In the neuralnet package, the function that we will use is appropriately named neuralnet(). Other than the formula, there are four other critical arguments that we will need to examine:

  • hidden: This is the number of hidden neurons in each layer, which can be up to three layers; the default is 1
  • act.fct: This is the activation function with the default logistic and tanh available
  • err.fct: This is the function used to calculate the error with the default sse; as we are dealing with binary outcomes, we will use ce for cross-entropy
  • linear.output: This is a logical argument on whether or not to ignore act.fct with the default TRUE, so for our data, this will need to be FALSE

You can also specify the algorithm. The default is resilient with backpropagation and we will use it along with the default of one hidden neuron for simplicity:

> nnfit <- neuralnet::neuralnet(form, data = train_treated, err.fct = "ce", linear.output = FALSE)

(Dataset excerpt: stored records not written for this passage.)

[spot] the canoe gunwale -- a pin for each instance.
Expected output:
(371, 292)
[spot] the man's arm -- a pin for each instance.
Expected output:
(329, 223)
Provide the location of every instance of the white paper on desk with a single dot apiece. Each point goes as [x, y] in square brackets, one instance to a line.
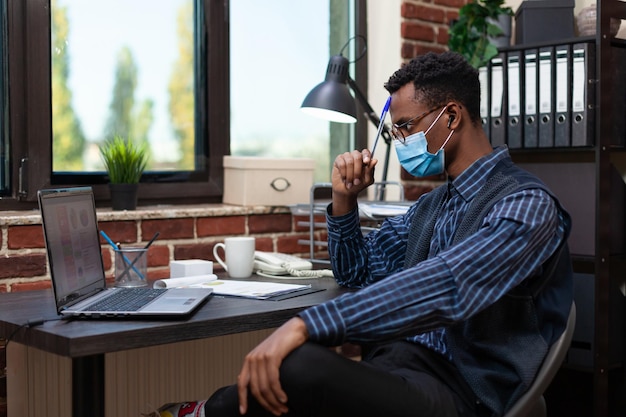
[382, 210]
[260, 290]
[184, 282]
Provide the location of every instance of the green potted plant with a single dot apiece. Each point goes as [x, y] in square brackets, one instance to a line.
[472, 33]
[125, 162]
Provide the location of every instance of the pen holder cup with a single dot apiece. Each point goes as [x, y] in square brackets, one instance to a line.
[131, 267]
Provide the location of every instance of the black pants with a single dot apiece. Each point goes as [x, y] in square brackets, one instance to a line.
[397, 379]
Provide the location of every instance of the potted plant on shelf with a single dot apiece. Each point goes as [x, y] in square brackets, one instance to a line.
[473, 32]
[125, 162]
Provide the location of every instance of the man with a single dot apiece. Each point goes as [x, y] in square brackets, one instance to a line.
[459, 299]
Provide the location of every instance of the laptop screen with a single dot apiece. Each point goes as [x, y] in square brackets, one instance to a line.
[72, 242]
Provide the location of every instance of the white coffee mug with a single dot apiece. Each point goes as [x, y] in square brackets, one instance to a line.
[239, 254]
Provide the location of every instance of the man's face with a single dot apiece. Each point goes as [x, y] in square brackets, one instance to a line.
[410, 116]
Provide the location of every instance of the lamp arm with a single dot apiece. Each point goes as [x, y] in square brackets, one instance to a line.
[369, 112]
[373, 117]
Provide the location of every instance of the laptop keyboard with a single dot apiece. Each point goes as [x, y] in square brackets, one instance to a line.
[126, 299]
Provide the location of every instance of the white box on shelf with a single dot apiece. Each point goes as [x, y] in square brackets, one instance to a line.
[251, 180]
[190, 267]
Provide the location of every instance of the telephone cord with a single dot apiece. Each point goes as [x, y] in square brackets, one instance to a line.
[299, 273]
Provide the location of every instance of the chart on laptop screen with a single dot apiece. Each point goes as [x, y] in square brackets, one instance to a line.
[74, 251]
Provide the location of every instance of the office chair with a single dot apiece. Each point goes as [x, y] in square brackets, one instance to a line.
[532, 403]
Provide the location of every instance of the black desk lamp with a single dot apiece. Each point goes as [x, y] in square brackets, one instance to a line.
[332, 101]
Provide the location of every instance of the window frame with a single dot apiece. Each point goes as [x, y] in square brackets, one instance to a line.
[30, 112]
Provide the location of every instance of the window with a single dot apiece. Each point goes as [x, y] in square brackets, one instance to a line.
[75, 91]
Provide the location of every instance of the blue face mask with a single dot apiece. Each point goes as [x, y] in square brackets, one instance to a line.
[414, 156]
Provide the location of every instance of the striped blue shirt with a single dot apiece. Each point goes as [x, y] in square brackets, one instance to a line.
[456, 281]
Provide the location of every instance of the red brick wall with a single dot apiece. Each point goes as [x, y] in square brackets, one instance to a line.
[424, 26]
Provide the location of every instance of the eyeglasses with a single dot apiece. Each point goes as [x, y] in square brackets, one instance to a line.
[396, 129]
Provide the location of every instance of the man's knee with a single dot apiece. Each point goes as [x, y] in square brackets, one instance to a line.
[307, 366]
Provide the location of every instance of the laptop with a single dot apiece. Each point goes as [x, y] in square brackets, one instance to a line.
[75, 258]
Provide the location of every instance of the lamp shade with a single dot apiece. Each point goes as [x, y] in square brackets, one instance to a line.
[331, 99]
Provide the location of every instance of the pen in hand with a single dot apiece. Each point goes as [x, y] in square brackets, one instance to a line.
[381, 125]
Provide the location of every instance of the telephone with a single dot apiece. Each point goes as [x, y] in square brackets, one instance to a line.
[274, 263]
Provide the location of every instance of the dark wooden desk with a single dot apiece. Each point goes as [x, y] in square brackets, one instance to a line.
[87, 345]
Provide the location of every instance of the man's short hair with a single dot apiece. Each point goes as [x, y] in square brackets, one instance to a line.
[440, 78]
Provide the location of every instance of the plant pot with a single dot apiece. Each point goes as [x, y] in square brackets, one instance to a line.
[124, 196]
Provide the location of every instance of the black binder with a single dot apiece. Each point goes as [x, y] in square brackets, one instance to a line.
[583, 94]
[546, 68]
[563, 98]
[531, 99]
[483, 78]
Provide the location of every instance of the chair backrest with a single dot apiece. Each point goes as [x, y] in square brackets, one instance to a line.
[532, 402]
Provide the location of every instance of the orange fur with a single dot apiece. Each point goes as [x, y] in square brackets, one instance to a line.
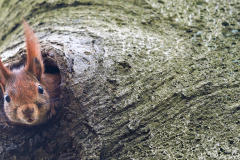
[25, 104]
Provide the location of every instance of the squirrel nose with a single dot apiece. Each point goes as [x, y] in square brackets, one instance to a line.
[28, 112]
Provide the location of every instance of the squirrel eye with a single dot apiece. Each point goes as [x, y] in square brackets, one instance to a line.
[7, 98]
[40, 90]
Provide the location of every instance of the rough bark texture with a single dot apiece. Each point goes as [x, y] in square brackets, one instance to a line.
[141, 79]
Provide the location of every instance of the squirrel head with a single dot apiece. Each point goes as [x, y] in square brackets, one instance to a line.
[26, 100]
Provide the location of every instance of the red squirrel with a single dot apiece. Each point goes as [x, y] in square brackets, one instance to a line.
[28, 91]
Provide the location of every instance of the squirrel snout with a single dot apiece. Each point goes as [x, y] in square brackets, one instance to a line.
[28, 112]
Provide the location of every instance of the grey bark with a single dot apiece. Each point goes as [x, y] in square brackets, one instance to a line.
[141, 79]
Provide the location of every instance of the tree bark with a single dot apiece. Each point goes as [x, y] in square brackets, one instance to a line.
[140, 79]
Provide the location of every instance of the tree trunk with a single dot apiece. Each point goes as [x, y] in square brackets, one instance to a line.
[140, 79]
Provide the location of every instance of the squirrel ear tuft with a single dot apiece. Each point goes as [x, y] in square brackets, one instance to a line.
[34, 57]
[4, 75]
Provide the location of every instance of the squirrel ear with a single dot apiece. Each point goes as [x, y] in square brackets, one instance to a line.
[4, 75]
[34, 57]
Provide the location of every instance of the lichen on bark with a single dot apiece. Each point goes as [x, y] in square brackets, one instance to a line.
[143, 79]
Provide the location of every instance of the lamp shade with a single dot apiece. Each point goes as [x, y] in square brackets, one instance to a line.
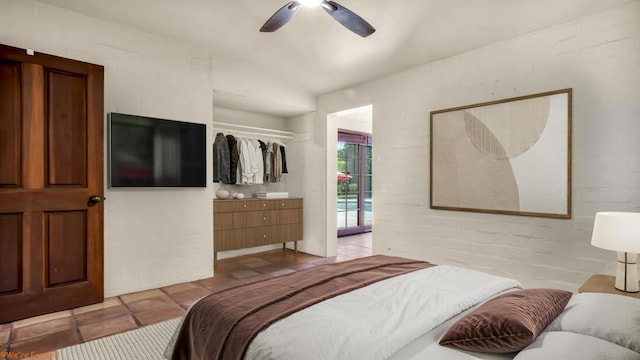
[617, 231]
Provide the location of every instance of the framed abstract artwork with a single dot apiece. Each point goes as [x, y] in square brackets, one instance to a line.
[509, 156]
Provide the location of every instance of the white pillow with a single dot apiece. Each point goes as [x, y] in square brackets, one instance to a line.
[614, 318]
[566, 345]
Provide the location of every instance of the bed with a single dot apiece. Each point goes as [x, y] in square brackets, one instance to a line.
[384, 307]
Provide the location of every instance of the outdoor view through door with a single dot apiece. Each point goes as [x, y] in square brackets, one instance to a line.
[355, 179]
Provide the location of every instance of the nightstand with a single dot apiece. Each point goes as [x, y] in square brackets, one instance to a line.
[604, 284]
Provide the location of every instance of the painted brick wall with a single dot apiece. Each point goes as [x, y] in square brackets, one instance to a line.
[597, 56]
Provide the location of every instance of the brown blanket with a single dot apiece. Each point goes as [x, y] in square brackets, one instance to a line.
[222, 325]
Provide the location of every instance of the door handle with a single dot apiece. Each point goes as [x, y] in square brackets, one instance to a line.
[94, 199]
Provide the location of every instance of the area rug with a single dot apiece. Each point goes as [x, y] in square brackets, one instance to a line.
[146, 343]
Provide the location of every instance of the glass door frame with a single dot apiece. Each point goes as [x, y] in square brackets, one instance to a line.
[362, 140]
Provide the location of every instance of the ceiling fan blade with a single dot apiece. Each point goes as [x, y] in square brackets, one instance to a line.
[280, 17]
[348, 18]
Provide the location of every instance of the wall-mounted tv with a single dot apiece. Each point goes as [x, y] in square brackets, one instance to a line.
[150, 152]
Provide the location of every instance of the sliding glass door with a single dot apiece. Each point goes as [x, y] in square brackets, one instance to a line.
[354, 205]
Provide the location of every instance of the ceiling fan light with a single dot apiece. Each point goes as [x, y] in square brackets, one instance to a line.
[311, 3]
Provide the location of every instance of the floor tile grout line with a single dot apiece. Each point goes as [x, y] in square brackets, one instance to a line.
[283, 262]
[133, 316]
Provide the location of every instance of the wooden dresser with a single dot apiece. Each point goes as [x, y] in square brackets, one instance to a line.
[246, 223]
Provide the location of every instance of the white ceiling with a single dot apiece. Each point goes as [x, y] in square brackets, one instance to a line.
[314, 54]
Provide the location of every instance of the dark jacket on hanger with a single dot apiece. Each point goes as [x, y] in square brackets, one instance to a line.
[234, 157]
[221, 159]
[284, 161]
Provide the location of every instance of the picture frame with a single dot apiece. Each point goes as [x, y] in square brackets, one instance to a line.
[510, 156]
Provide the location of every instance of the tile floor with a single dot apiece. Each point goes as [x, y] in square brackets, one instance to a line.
[46, 333]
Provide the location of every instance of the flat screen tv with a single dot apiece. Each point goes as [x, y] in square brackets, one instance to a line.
[150, 152]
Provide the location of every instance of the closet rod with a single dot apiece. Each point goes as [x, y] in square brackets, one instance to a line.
[254, 130]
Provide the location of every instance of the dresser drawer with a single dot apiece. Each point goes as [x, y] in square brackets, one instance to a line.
[220, 206]
[262, 218]
[287, 203]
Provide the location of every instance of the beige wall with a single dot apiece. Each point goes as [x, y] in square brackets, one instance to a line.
[597, 56]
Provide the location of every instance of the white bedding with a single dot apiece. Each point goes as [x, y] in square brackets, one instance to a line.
[377, 321]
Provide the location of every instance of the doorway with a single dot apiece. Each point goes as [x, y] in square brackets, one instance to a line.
[51, 184]
[354, 183]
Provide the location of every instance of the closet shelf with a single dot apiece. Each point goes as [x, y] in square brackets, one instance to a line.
[252, 131]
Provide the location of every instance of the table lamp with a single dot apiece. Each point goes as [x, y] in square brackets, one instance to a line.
[620, 231]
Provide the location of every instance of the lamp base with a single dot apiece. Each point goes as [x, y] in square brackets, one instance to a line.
[627, 273]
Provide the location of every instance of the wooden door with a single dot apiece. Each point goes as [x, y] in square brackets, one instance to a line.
[51, 184]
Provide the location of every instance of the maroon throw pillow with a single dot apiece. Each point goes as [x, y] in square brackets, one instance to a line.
[507, 323]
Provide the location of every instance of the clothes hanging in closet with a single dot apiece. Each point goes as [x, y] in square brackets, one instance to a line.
[221, 159]
[248, 161]
[234, 158]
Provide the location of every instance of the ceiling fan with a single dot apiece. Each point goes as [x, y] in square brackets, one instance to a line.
[341, 14]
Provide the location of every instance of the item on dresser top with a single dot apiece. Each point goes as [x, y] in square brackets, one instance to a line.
[223, 194]
[272, 195]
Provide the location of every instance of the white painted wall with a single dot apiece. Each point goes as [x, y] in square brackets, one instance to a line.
[597, 56]
[153, 237]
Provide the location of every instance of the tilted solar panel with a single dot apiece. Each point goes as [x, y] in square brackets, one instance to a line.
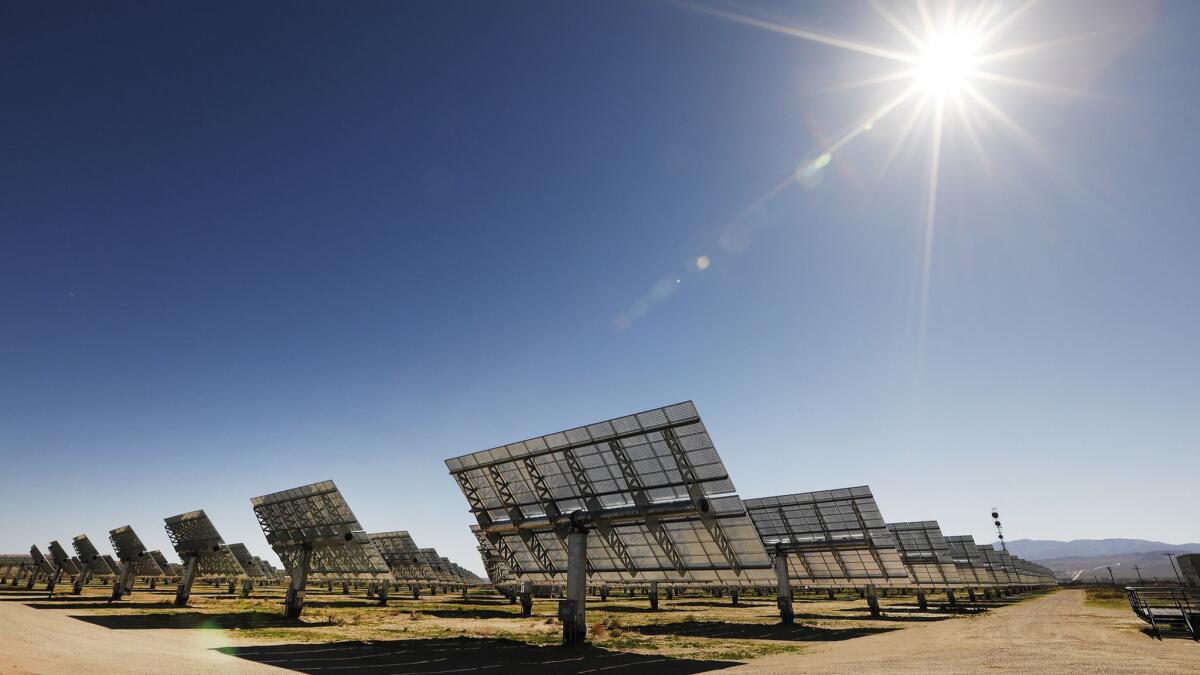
[925, 554]
[659, 466]
[832, 537]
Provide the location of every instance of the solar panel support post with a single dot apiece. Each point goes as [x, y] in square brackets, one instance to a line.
[185, 584]
[573, 610]
[54, 579]
[783, 587]
[124, 581]
[526, 598]
[873, 601]
[293, 603]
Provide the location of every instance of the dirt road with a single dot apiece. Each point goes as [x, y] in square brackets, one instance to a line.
[47, 640]
[1056, 633]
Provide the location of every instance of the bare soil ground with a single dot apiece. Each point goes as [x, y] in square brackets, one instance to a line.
[1057, 633]
[222, 633]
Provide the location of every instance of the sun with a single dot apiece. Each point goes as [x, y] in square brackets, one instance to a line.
[946, 63]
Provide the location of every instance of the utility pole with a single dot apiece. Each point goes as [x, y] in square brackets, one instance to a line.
[1171, 557]
[1000, 530]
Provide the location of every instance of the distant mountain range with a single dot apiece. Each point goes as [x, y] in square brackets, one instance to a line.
[1091, 559]
[1045, 549]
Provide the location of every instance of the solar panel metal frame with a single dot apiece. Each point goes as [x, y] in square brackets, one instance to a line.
[925, 554]
[245, 561]
[401, 554]
[40, 561]
[640, 461]
[317, 515]
[193, 535]
[971, 563]
[130, 550]
[834, 538]
[61, 559]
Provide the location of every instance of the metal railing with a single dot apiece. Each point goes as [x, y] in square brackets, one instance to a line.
[1167, 607]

Here is an abbreviated output of weights for the overall result:

> head(nnfit$result.matrix)                                                1
error 0.024293436369
reached.threshold 0.009929147409
steps 181.000000000000
Intercept.to.1layhid1 0.573783967352
stability_lev_x_stab.to.1layhid1 -2.072585716776
stability_lev_x_xstab.to.1layhid1 6.859369770672

We can see that the error is extremely low at 0.024. The number of steps required for the algorithm to reach the threshold, which is when the absolute partial derivatives of the error function, become smaller than this error (default = 0.1).

You can also look at what is known as generalized weights. According to the authors of the neuralnet package, the generalized weight is defined as the contribution of the ith covariate to the log-odds:

The generalized weight expresses the effect of each covariate xi and thus has an analogous interpretation as the ith regression parameter in regression models. However, the generalized weight depends on all other covariates (Gunther and Fritsch, 2010).

The weights can be called and examined. I've abbreviated the output to the first four variables and six observations only. Note that if you sum each row, you will get the same number, which means that the weights are equal for each covariate combination. Please note that your results might be slightly different because of random weight initialization.

The results are as follows:

> head(fit$generalized.weights[[1]])
[,1] [,2] [,3] [,4]
1 0.0004057906237 -0.001342992917 -0.0010654093452 -0.00010947079069
2 0.0003792401307 -0.001255122173 -0.0009957006291 -0.00010230822138
3 0.0003929874040 -0.001300619751 -0.0010317943007 -0.00010601684547
4 0.0003672745975 -0.001215521390 -0.0009642849428 -0.00009908026019
5 0.0273129186450 -0.090394045943 -0.0717104759663 -0.00736825009054
6 0.0255281981170 -0.084487386479 -0.0670246655557 -0.00688678315678

To visualize the neural network, simply use the plot() function:

> plot(fit)

The following is the output of the preceding command:

This plot shows the weights of the features and intercepts.

We now want to see how well the model performs. This is done with the compute() function and specifying the fit model and covariates:

> test_pred <- neuralnet::compute(nnfit, test_treated[, 1:16])

> test_prob <- test_pred$net.result

These results are in probabilities, so let's turn them into 0 or 1 and follow this up with a confusion matrix and log-loss:

> pred <- ifelse(test_prob >= 0.5, 1, 0) 

> table(pred, test_treated$y)

pred 0 1
0 41 0
1 3 58
> MLmetrics::LogLoss(test_prob, test_treated$y)
[1] 0.2002453861

The model achieved near-perfect accuracy on the test set but had three false negatives. I'll leave it to you to see if you can build a neural network that achieves 100% accuracy!